Odile brings her to a climax again and again. When Edith, too sore to bear any more, begs her to stop, Odile kisses her for the first time. She bites Edith’s lip until blood comes.

“One more,” Odile whispers. “There’s always one more.”

She pounds away faster now, and with her other hand, she digs her fingers into Edith’s neck and pulls up before she forces her head down, the heel of her hand boring into the base of Edith’s skull. She can not only see what’s happening now, she cannot see anything else. She watches as this happens to her.
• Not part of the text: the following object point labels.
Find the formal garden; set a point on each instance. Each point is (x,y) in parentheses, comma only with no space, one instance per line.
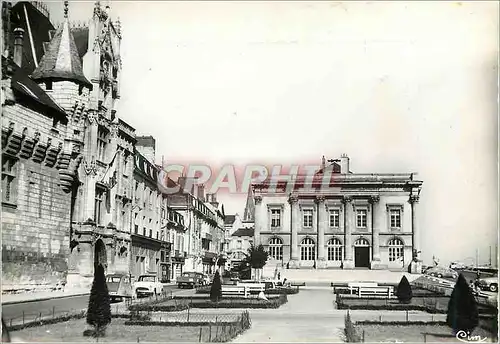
(419,314)
(165,318)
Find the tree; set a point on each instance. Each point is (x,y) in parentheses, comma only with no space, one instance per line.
(99,310)
(462,312)
(216,289)
(256,257)
(403,291)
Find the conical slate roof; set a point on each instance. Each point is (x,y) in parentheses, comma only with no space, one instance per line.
(61,60)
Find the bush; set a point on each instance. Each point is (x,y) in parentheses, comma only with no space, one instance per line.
(403,291)
(462,312)
(216,288)
(99,310)
(350,331)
Odile says, “Feel it. That’s you, remember. I made it be you. You’re moving back and forth, in and out of your cunt. Come on your own face for me, you beautiful girl. Come one more time and I’ll let you have a drink of water.”

* * *

“I don’t mean ordinary nightmares,” Fischer says. “I’ve had enough of those that I can tell the difference.”
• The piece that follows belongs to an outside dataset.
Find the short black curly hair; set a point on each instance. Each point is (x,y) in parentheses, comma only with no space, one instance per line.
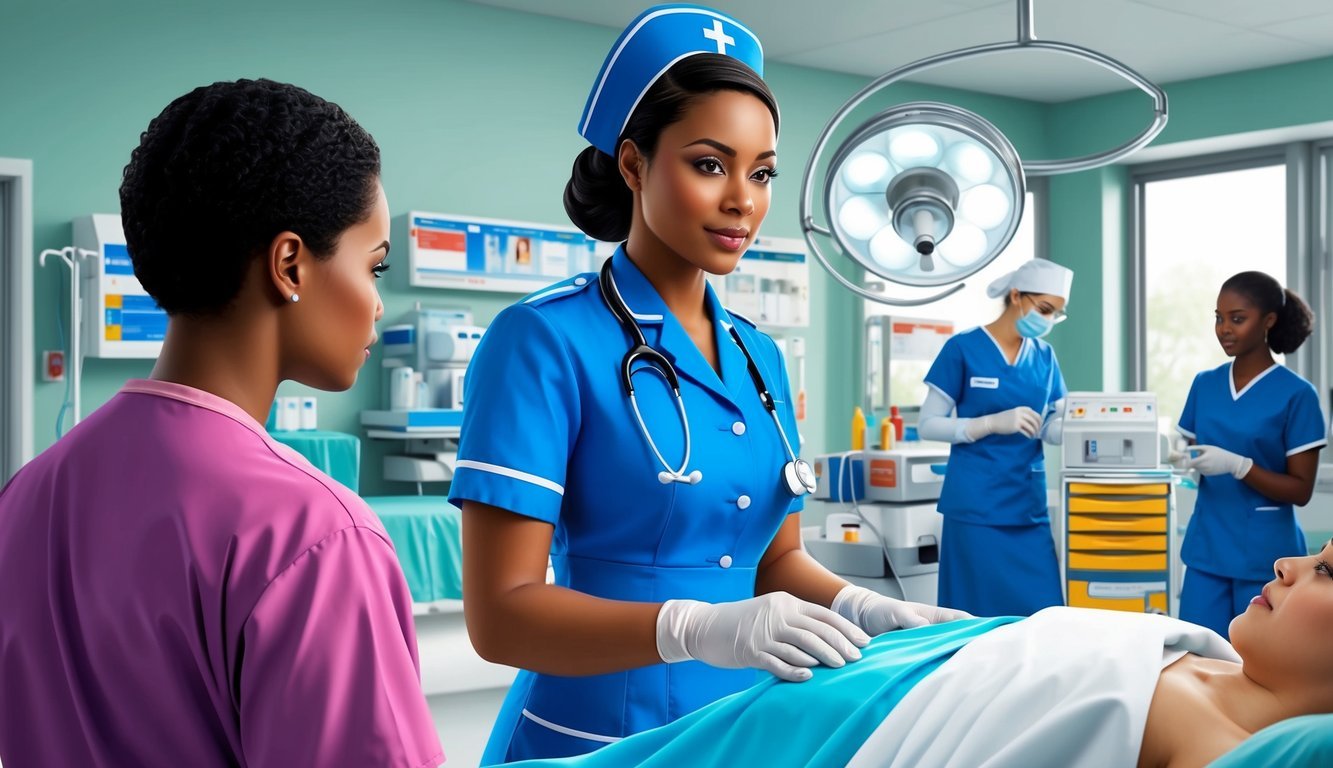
(225,168)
Their table is near a huge plate glass window, and it’s a sunny day; the glare, quite abruptly, is making her head pound. She wants an aspirin, but the easiest person to ask for one would be Marie. She can’t talk to Marie, not right now.

“I have dreams too,” Edith says carefully. “Very vivid ones, even. But I think it’s a mistake to read too much into them.”

She at least wants to believe it's a mistake to read too much into hers. She's not a medium. Just because something is happening to Fischer doesn't mean anything has happened to her.

* * *

There is an elaborate dinner one night. It’s one of the few times Edith has seen only food on the banquet table.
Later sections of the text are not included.